Out of the building steps a well-dressed man. He flattens his suit's invisible wrinkles with his hands as he descends the steps. In a window above him, a face obscured by reflected sunlight watches longingly. The limo driver, a bald bruiser of a man, steps out of the driver's seat and circles around the oversized vehicle to open the rear passenger door and close it again after the man gets inside.

The driver re-assumes his position at the wheel and speaks to the man in slow baritone syllables.

“How was your weekend, chief?”

“Fine. What the hell was that accident about?”

“I couldn’t say, boss, I wasn’t looking.”

“Ah well. Not my problem.”

“Forgive me for my impertinence, but you smell like you were, uh, with someone.”

“Got my cologne?”

The driver's beefy hand reaches back through the open privacy window holding a diminutive glass bottle. A much smaller hand plucks it from him.

“Thank you. And remember, if my wife asks, you picked me up from the regional airport. She doesn’t know anyone there.”

“Absolutely, sir.”

The limousine pulls away from the curb, but it makes strange noises as it picks up speed.

“What the hell is that noise? Are we dragging something?”

“I don’t know. Want me to stop and check?”

“You'd better. I've got better things to do today than waiting on the side of the road for a tow truck.”

The driver stops in the middle of the road and gets out to check. A cacophony of other vehicles' horns gathers behind the limo like rain-swept garbage before a sewer grate. He ignores them and kneels down, where he spots and removes the offending item, then returns to the driver's seat with it.

“What was it?”

“I don’t know how it got there, but it’s some kind of box with no labels or nothing. It’s shaking like it’s got an animal or something in there.”

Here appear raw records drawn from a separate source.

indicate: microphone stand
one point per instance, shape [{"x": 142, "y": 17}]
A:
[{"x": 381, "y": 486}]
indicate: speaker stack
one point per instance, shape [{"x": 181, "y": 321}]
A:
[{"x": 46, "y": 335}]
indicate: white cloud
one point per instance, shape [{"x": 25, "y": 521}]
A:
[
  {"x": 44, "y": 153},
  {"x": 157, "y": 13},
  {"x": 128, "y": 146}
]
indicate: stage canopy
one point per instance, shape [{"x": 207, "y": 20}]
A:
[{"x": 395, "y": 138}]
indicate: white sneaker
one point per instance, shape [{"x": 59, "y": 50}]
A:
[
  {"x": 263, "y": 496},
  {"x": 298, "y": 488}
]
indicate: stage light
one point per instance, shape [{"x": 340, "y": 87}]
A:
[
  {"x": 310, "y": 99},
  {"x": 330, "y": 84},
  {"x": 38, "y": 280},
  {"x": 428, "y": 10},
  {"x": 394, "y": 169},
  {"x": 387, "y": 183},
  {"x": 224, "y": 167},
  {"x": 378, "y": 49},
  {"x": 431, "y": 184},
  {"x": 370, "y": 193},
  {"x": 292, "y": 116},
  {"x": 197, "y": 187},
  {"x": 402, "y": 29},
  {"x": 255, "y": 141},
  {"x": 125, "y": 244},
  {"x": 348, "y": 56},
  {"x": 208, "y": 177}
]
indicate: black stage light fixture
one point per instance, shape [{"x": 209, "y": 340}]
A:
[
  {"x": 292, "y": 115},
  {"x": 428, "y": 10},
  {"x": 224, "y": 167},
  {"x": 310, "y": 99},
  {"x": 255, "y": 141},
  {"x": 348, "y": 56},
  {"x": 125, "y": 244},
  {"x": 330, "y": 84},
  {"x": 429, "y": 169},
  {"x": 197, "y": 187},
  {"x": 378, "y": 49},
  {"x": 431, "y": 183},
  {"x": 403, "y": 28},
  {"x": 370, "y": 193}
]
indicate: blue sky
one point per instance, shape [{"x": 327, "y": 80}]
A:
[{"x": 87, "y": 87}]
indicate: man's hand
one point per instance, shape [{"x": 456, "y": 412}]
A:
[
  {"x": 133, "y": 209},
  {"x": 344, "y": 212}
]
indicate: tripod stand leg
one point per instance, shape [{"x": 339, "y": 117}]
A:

The conversation from the back seat lags in cadence.

“Yeah, look at it. It’s shaking.”

“W-what?” And the driver again reaches back through the open privacy window as he speeds up, holding the box before a face gone slack and pale. It’s pristinely plain and familiar, with no signs of wear or mistreatment. Just like always. The man’s hands, trembling in fists, do not reach up to retrieve it.